Question

The function f(x) = tanx - x

• A. is a decreasing function on [0, $\frac{\pi}{2}$)
• B. is an increasing function on [0, $\frac{\pi}{2}$)
• C. is a constant function
• D. is neither increasing nor decreasing function on [0, $\frac{\pi}{2}$)

Hint:

When checking for increasing/decreasing behavior, finding the first derivative is the standard method. Remembering basic trigonometric identities is crucial for simplifying the derivative and analyzing its sign.

Answer 1

The Correct Option is B

Step 1: Concept Review:
A function's monotonicity (increasing or decreasing) on an interval is determined by the sign of its first derivative on that interval.
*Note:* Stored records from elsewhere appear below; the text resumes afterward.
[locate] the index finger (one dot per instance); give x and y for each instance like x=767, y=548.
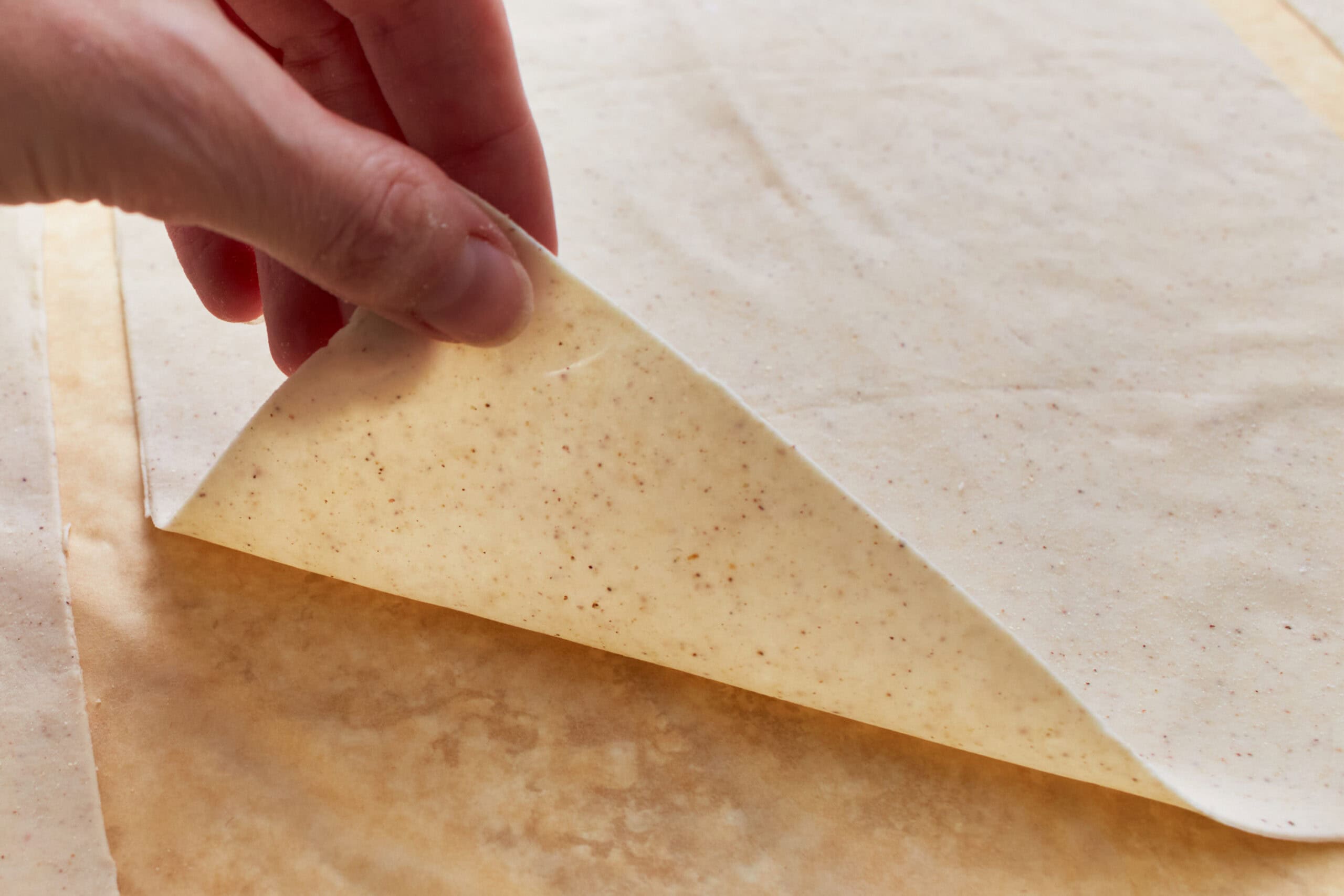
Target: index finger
x=449, y=75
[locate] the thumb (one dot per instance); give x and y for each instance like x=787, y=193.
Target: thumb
x=182, y=117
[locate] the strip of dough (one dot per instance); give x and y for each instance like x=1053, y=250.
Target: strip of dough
x=1073, y=328
x=51, y=836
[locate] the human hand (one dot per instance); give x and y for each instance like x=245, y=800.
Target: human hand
x=301, y=151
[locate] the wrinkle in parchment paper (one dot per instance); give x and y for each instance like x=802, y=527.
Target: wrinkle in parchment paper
x=51, y=835
x=265, y=730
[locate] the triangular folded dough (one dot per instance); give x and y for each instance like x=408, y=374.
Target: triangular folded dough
x=588, y=483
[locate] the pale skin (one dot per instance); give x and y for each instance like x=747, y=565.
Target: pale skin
x=306, y=154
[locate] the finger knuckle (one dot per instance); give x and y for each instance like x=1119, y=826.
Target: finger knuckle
x=386, y=220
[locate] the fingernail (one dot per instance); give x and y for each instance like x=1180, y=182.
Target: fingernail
x=486, y=301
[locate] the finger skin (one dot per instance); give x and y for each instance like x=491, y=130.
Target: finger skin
x=170, y=111
x=222, y=270
x=450, y=77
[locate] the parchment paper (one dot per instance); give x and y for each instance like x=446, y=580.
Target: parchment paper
x=1073, y=331
x=261, y=730
x=51, y=835
x=1327, y=16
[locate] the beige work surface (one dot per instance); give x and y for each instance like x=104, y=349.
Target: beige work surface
x=51, y=835
x=261, y=730
x=270, y=730
x=1074, y=335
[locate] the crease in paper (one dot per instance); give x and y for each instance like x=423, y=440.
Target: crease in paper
x=1155, y=285
x=51, y=835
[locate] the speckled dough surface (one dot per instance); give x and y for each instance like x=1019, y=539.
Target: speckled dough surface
x=261, y=730
x=51, y=835
x=1073, y=330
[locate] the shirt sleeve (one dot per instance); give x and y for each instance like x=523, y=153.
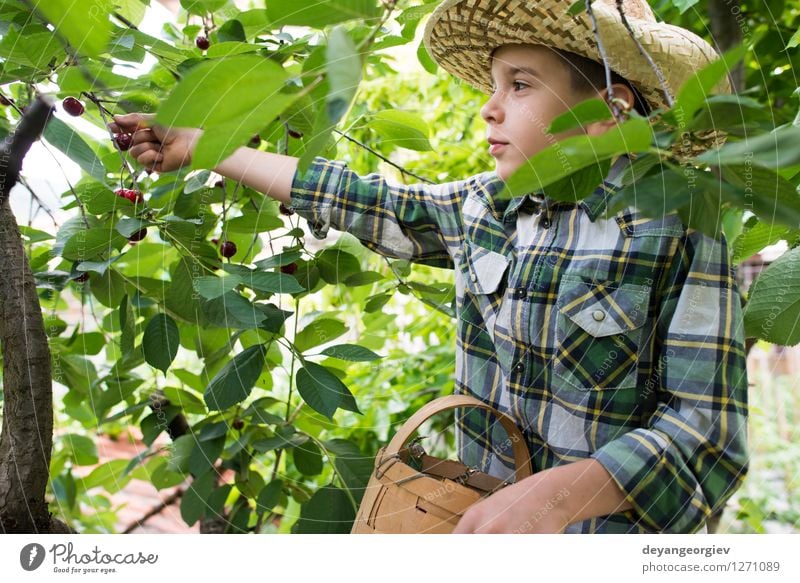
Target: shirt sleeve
x=418, y=222
x=691, y=453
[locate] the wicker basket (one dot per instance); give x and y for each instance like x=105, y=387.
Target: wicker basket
x=411, y=492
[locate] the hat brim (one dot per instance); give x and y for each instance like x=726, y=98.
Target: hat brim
x=460, y=36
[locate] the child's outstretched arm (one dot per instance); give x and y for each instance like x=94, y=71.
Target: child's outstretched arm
x=418, y=222
x=165, y=149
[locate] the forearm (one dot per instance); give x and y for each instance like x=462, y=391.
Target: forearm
x=265, y=172
x=586, y=490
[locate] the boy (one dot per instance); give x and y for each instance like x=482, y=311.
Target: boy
x=616, y=344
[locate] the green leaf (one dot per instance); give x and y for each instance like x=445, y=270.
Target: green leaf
x=270, y=496
x=778, y=149
x=193, y=501
x=202, y=7
x=320, y=13
x=323, y=391
x=344, y=73
x=772, y=312
x=351, y=352
x=90, y=243
x=85, y=24
x=318, y=332
x=271, y=282
x=574, y=153
x=211, y=286
x=233, y=383
x=127, y=324
x=247, y=94
x=697, y=87
x=335, y=265
x=63, y=137
x=401, y=129
x=755, y=239
x=580, y=115
x=308, y=459
x=81, y=449
x=329, y=511
x=160, y=342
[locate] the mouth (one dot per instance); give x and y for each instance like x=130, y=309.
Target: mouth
x=496, y=146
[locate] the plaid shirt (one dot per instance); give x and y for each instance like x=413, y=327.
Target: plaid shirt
x=619, y=338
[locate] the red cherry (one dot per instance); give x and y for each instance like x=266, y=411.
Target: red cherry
x=123, y=141
x=227, y=249
x=72, y=106
x=138, y=236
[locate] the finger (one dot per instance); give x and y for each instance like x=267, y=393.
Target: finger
x=150, y=159
x=139, y=149
x=131, y=122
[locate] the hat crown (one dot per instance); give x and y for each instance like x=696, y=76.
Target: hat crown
x=638, y=9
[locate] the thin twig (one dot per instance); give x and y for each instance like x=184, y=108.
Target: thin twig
x=382, y=157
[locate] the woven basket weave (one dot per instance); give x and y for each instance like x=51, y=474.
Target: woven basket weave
x=412, y=492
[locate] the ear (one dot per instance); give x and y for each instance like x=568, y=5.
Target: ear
x=624, y=100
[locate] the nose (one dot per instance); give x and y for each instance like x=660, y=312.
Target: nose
x=492, y=110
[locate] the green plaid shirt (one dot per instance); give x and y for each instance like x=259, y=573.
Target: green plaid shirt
x=619, y=338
A positive first derivative (f'(x) > 0) indicates an increasing function, while a negative first derivative (f'(x) < 0) indicates a decreasing function.
Step 2: Methodology:
1. Compute the derivative of the given function f(x) to obtain f'(x).
2. Evaluate the sign of f'(x) over the specified interval [0, $\frac{\pi}{2}$).
Step 3: Derivation and Analysis:
Given function: f(x) = tanx - x.
Calculate the first derivative, f'(x):
\[ f'(x) = \frac{d}{dx}(\tan x - x) = \sec^2 x - 1 \] Employing the trigonometric identity $\sec^2 x = 1 + \tan^2 x$:
\[ f'(x) = (1 + \tan^2 x) - 1 = \tan^2 x \] Analyze the sign of f'(x) = $\tan^2 x$ on the interval [0, $\frac{\pi}{2}$).
For all x within this interval where tanx is defined, $\tan^2 x$ will always be non-negative.
\[ f'(x) = \tan^2 x \ge 0 \] At x = 0, f'(x) = 0. For all other x in (0, $\frac{\pi}{2}$), tanx is positive, making $\tan^2 x$ strictly positive.
Since f'(x) $\ge$ 0 on [0, $\frac{\pi}{2}$) and is not zero over any subinterval, f(x) is determined to be increasing on this interval.
Step 4: Conclusion:
Conclusion: f(x) = tanx - x is an increasing function on [0, $\frac{\pi}{2}$).